Si M. Abdoulaye Sy reconnait les efforts de la Tunisie et l’amélioration de son ranking dans le Doing business. Il déplore le fait que certains indicateurs restent faibles comme celui traitant du commerce international.
« Le transport et la logistique sont un des talons d’Achille de la Tunisie , le transport interne et sa rapidité et ses coûts doivent s’améliorer. Il s’agit d’un indicateur important pour la compétitivité de la Tunisie« .
Quels sont les moyens à mettre en œuvre pour améliorer la compétitivité en Tunisie?
Selon l’économiste en chef de la BM, cela peut passer par les investissements mais il y a aussi des éléments importants qui peuvent apporter de l’impact :
-Rapidité des réformes: »la Tunisie est passée par plusieurs années où il y a eu certes des réformes mais aussi beaucoup de résistance pour les mener en profondeur.
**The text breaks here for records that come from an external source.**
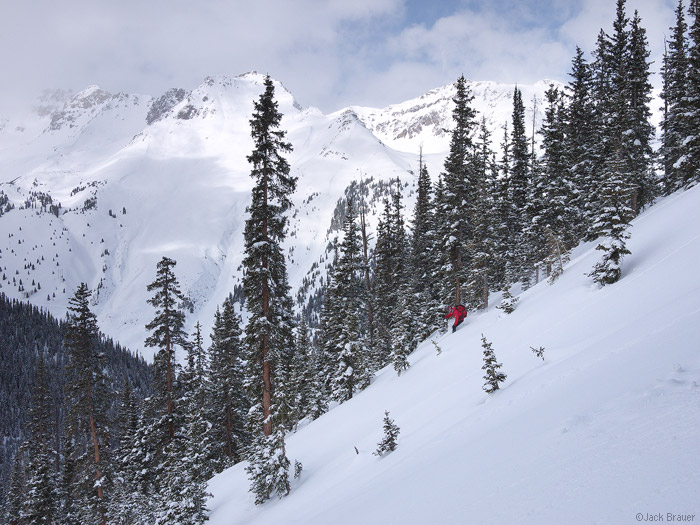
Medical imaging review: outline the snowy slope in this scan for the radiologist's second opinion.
[0,72,547,357]
[209,187,700,525]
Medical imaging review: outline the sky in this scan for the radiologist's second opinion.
[0,0,687,113]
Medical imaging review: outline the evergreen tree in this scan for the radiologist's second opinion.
[330,201,371,402]
[590,149,633,285]
[437,76,476,304]
[661,0,690,195]
[374,411,401,456]
[564,47,597,240]
[292,316,318,422]
[19,354,58,524]
[157,322,214,525]
[243,76,296,503]
[410,151,442,340]
[623,11,658,215]
[677,0,700,186]
[481,334,508,394]
[2,448,26,525]
[509,86,532,288]
[207,298,250,466]
[65,283,109,523]
[145,257,188,439]
[466,118,497,308]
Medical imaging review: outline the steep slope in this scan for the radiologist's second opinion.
[0,72,546,357]
[351,80,563,154]
[209,187,700,525]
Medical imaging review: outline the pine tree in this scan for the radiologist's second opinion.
[65,283,110,523]
[207,299,250,466]
[243,76,296,503]
[156,322,213,525]
[623,11,658,215]
[661,0,690,195]
[374,410,401,456]
[19,354,58,523]
[509,86,532,288]
[145,257,188,439]
[292,316,317,422]
[410,151,442,340]
[1,448,27,525]
[590,149,633,285]
[330,201,371,403]
[466,118,497,308]
[437,76,476,304]
[481,334,508,394]
[677,0,700,186]
[564,47,597,241]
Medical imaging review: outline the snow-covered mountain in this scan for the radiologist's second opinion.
[0,72,549,356]
[208,187,700,525]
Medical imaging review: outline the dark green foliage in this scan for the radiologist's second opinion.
[374,411,401,456]
[243,73,296,503]
[322,202,371,402]
[436,76,476,304]
[207,298,250,466]
[481,334,508,394]
[0,294,150,506]
[64,283,110,523]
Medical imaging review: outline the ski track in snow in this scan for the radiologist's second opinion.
[209,184,700,525]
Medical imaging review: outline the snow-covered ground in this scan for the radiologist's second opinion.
[209,187,700,525]
[0,72,547,359]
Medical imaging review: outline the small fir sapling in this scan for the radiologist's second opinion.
[496,287,520,314]
[481,334,508,394]
[530,346,544,361]
[374,411,400,456]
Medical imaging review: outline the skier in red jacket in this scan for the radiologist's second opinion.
[445,304,467,333]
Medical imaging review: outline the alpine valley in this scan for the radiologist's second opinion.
[0,72,558,359]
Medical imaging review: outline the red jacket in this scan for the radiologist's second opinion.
[445,304,467,324]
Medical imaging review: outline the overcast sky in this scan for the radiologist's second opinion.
[0,0,687,112]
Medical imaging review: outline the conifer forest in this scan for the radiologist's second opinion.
[0,0,700,525]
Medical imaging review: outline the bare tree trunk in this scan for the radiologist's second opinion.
[261,166,272,436]
[360,201,374,347]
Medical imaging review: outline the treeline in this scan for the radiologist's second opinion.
[0,294,150,523]
[7,0,700,524]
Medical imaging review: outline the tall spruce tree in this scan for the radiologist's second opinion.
[564,46,597,240]
[410,151,442,340]
[243,76,296,503]
[508,86,532,288]
[19,353,57,524]
[677,0,700,186]
[207,298,250,466]
[330,200,371,402]
[64,283,110,524]
[145,257,188,439]
[622,11,658,215]
[661,0,690,195]
[437,76,477,304]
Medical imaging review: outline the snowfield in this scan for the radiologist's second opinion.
[208,187,700,525]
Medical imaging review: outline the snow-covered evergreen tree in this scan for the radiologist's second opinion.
[660,0,690,195]
[64,283,110,523]
[590,151,634,285]
[374,410,401,456]
[436,76,477,304]
[207,298,250,466]
[326,201,371,402]
[243,76,296,503]
[19,353,57,524]
[481,334,508,394]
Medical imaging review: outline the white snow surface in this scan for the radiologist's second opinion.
[208,187,700,525]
Ces réformes ont pris plusieurs années et dans la situation économique actuelle il faut que le tempo soit plus soutenu et plus rapide.
-Le second élément concerne le pilotage et le suivi stratégique : le gouvernement doit suivre l’avancement des réformes ainsi que les résultats qui ont été obtenus ».
La situation du dinar actuelle, un atout ou un inconvénient pour l’attractivité et la compétitivité du site Tunisie?
M. Abdoulaye Sy a affirmé qu’il était très étonné il y a un an et demi quand le dinar commençait à se déprécier d’entendre que des avis contre cette dépréciation.
« C’est important d’avoir ce débat-là sur la place publique et dans le secteur privé il faut voir la dépréciation du dinar comme une opportunité à saisir. Le réajustement du dinar va donner plus d’incitations aux exportations mais surtout dans les industries où le taux des exportations est relativement faible comme l’agriculture, l’agroalimentaire et certaines industries électriques et mécaniques. En un mot ces industries là vont pousser aussi tout le secteur à se poser la question : comment produire plus localement? Et comment acheter nos intrants et nos matières premières au niveau local pour exporter davantage ? Il permettra ainsi à tout le secteur d’ajuster le processus de production et de maximiser tout ce qui est commissionné localement aussi bien des services que des biens. Fondamentalement, il y a des opportunités à saisir au niveau du réajustement. »
De plus, l’économiste en chef de la BM reconnait que la dévaluation du dinar n’est qu’un symptôme.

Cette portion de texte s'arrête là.